Query-Conditioned Evidential Keyframe Sampling for MLLM-Based Long-Form Video Understanding
Summary: arXiv:2604.01002v1 Announce Type: cross
Abstract
Multimodal Large Language Models (MLLMs) have shown strong performance on video question answering, but their application to long-form videos is constrained by limited context length and computational cost, making keyframe sampling essential. Existing approaches typically rely on semantic relevance or reinforcement learning, which either fail to capture evidential clues or suffer from inefficient combinatorial optimization. In this work, we propose an evidence-driven keyframe sampling framework grounded in information bottleneck theory.
Introduction
The rise of Multimodal Large Language Models (MLLMs) has transformed the landscape of video question answering by enabling more nuanced interactions between textual and visual content. However, the challenge of effectively analyzing long-form videos remains a significant hurdle due to constraints such as limited context length and high computational demands. This necessitates an efficient approach to keyframe sampling, which can significantly enhance the performance of MLLMs in this domain.
Challenges in Existing Approaches
Current methodologies for keyframe sampling often rely on:
- Semantic relevance: While this approach focuses on the relevance of frames to the content, it frequently overlooks crucial evidential clues that are essential for comprehensive understanding.
- Reinforcement learning: Although this technique can optimize for long-term performance, it often struggles with combinatorial optimization, leading to inefficiencies in frame selection.
Proposed Framework
To address these limitations, we introduce an evidence-driven keyframe sampling framework rooted in information bottleneck theory. Our approach formulates keyframe selection as a process of maximizing conditional mutual information between selected frames and the query. This provides a principled objective that accurately reflects each frame’s contribution to answering the posed question.
Optimization Strategy
To make the objective of keyframe selection tractable, we exploit its structural properties to derive a decomposed optimization approach. This effectively reduces the problem of subset selection to independent frame-level scoring, facilitating a more efficient selection process. Additionally, we present a query-conditioned evidence scoring network that is trained with a contrastive objective, enabling the efficient estimation of evidential importance for each frame.
Experimental Results
In our experiments, we evaluated our method on various long-form video understanding benchmarks.
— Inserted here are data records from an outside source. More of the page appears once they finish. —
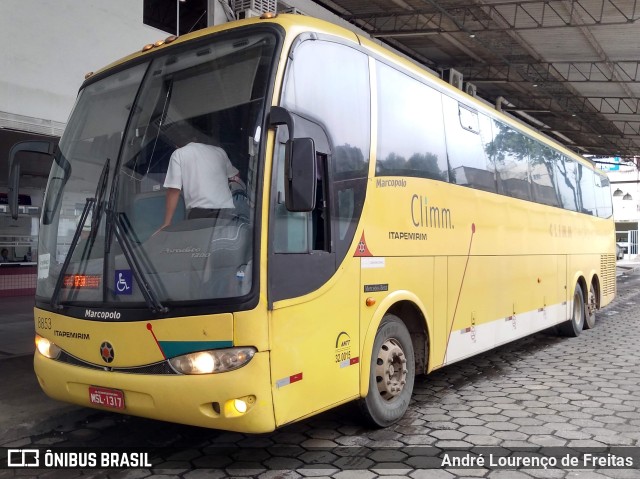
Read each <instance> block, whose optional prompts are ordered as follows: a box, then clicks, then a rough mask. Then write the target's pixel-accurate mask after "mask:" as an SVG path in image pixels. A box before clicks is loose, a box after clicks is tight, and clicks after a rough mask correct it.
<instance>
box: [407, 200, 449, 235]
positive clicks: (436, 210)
mask: <svg viewBox="0 0 640 479" xmlns="http://www.w3.org/2000/svg"><path fill="white" fill-rule="evenodd" d="M411 221H412V222H413V226H416V227H420V228H440V229H453V217H452V215H451V210H450V209H449V208H442V207H440V206H436V205H432V204H430V203H429V201H428V200H427V197H426V196H422V195H413V196H411Z"/></svg>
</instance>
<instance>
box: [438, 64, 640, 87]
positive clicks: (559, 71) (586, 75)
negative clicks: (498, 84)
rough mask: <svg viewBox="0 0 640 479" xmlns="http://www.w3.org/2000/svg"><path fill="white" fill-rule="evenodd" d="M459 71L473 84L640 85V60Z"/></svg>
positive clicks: (470, 67)
mask: <svg viewBox="0 0 640 479" xmlns="http://www.w3.org/2000/svg"><path fill="white" fill-rule="evenodd" d="M444 67H445V68H455V69H456V70H458V71H460V72H461V73H462V74H463V75H464V76H465V78H468V79H469V81H472V82H473V81H476V82H491V81H509V82H517V81H529V82H531V81H539V82H564V83H584V82H591V83H597V82H612V81H613V82H616V83H636V82H640V61H637V60H619V61H615V62H607V61H595V62H571V61H564V62H535V61H533V60H532V61H531V62H520V61H519V62H511V63H510V64H509V65H504V64H489V65H471V66H470V65H457V64H451V65H446V66H444Z"/></svg>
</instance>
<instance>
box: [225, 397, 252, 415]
mask: <svg viewBox="0 0 640 479" xmlns="http://www.w3.org/2000/svg"><path fill="white" fill-rule="evenodd" d="M255 403H256V397H255V396H253V395H251V396H244V397H241V398H236V399H229V400H228V401H227V402H225V403H224V411H223V414H224V416H225V417H240V416H242V415H243V414H246V413H247V412H249V410H250V409H251V408H252V407H253V406H254V405H255Z"/></svg>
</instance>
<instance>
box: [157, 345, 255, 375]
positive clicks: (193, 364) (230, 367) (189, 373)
mask: <svg viewBox="0 0 640 479" xmlns="http://www.w3.org/2000/svg"><path fill="white" fill-rule="evenodd" d="M255 353H256V350H255V348H229V349H213V350H210V351H199V352H197V353H189V354H184V355H182V356H177V357H175V358H171V359H169V364H170V365H171V367H172V368H173V369H174V370H175V371H176V372H178V373H181V374H214V373H224V372H227V371H233V370H234V369H238V368H241V367H242V366H244V365H245V364H247V363H248V362H249V361H251V358H253V356H254V354H255Z"/></svg>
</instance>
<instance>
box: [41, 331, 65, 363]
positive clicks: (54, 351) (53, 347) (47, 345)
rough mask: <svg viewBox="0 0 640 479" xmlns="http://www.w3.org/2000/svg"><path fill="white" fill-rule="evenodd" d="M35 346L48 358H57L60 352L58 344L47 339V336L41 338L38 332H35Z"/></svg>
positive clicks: (52, 358) (60, 349) (60, 350)
mask: <svg viewBox="0 0 640 479" xmlns="http://www.w3.org/2000/svg"><path fill="white" fill-rule="evenodd" d="M36 348H37V349H38V351H39V352H40V354H42V355H43V356H44V357H46V358H49V359H58V356H60V352H61V351H62V350H61V349H60V348H59V347H58V346H56V345H55V344H54V343H52V342H51V341H49V340H48V339H47V338H43V337H42V336H40V335H39V334H36Z"/></svg>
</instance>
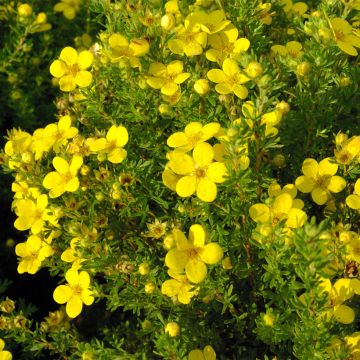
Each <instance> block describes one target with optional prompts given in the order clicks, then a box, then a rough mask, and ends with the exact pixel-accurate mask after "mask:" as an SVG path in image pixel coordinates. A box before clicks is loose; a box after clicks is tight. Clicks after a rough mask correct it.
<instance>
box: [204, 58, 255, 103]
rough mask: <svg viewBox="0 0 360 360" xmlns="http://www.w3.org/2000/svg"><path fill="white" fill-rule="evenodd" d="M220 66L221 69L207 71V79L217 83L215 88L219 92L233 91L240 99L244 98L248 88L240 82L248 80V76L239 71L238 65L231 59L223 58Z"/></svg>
mask: <svg viewBox="0 0 360 360" xmlns="http://www.w3.org/2000/svg"><path fill="white" fill-rule="evenodd" d="M222 68H223V70H220V69H212V70H210V71H208V73H207V77H208V78H209V80H210V81H212V82H214V83H216V84H217V85H216V86H215V90H216V91H217V92H218V93H219V94H230V93H234V94H235V95H236V96H237V97H239V98H240V99H245V98H246V97H247V96H248V90H247V88H246V87H245V86H243V85H241V84H244V83H246V82H247V81H249V78H248V77H247V76H246V75H244V74H241V73H240V69H239V66H238V64H237V62H236V61H235V60H233V59H225V60H224V63H223V66H222Z"/></svg>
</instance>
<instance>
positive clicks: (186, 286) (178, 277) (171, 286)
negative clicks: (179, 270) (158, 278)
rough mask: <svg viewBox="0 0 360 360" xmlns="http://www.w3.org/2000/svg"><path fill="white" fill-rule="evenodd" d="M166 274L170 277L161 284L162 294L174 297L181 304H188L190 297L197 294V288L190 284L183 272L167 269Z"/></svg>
mask: <svg viewBox="0 0 360 360" xmlns="http://www.w3.org/2000/svg"><path fill="white" fill-rule="evenodd" d="M168 274H169V275H170V276H171V277H172V279H170V280H165V281H164V282H163V284H162V285H161V292H162V294H164V295H166V296H169V297H171V298H172V297H174V296H176V298H177V300H178V301H179V302H180V303H182V304H189V303H190V301H191V298H192V297H193V296H194V295H196V294H197V288H196V287H195V286H194V285H192V284H191V283H190V282H189V280H188V278H187V276H186V275H185V274H180V273H178V272H176V271H173V270H171V269H170V270H168Z"/></svg>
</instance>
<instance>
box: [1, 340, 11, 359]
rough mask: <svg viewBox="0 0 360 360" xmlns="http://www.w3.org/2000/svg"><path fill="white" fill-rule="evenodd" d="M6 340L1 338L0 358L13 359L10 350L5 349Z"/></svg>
mask: <svg viewBox="0 0 360 360" xmlns="http://www.w3.org/2000/svg"><path fill="white" fill-rule="evenodd" d="M4 347H5V342H4V340H3V339H0V359H1V360H12V355H11V353H10V352H9V351H7V350H4Z"/></svg>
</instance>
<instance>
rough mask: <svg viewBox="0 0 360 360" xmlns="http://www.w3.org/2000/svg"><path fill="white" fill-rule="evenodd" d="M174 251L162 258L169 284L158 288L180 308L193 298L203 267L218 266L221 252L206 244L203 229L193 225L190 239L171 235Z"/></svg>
mask: <svg viewBox="0 0 360 360" xmlns="http://www.w3.org/2000/svg"><path fill="white" fill-rule="evenodd" d="M171 235H172V237H173V239H174V243H175V247H174V248H172V249H170V250H169V252H168V253H167V254H166V256H165V264H166V266H167V267H168V268H169V271H168V274H169V275H170V276H171V277H172V279H171V280H166V281H165V282H164V283H163V284H162V287H161V291H162V293H163V294H165V295H167V296H169V297H176V298H177V300H178V301H179V302H180V303H182V304H188V303H189V302H190V300H191V298H192V297H193V296H194V295H196V293H197V287H196V285H194V284H199V283H201V282H202V281H203V280H204V279H205V278H206V275H207V266H206V264H209V265H212V264H216V263H218V262H219V261H220V260H221V259H222V257H223V250H222V249H221V247H220V246H219V244H217V243H213V242H211V243H207V244H206V233H205V230H204V228H203V227H202V226H201V225H199V224H195V225H192V226H191V227H190V230H189V238H188V239H187V238H186V236H185V235H184V233H183V232H182V231H181V230H179V229H176V228H175V229H173V231H172V233H171Z"/></svg>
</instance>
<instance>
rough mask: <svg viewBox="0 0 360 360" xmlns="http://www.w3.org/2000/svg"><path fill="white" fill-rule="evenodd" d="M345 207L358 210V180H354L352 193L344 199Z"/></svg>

The results demonstrate that our approach consistently outperforms prior sampling strategies, even under strict token budgets. Furthermore, we observed a significant improvement in training efficiency, underscoring the effectiveness of our method.
Conclusion
In conclusion, our evidence-driven keyframe sampling framework represents a significant advancement in the field of long-form video understanding. By leveraging information bottleneck theory and optimizing for conditional mutual information, we provide a robust solution that enhances the performance of MLLMs in video question answering tasks. Future work will focus on refining this approach and exploring its applications across different domains.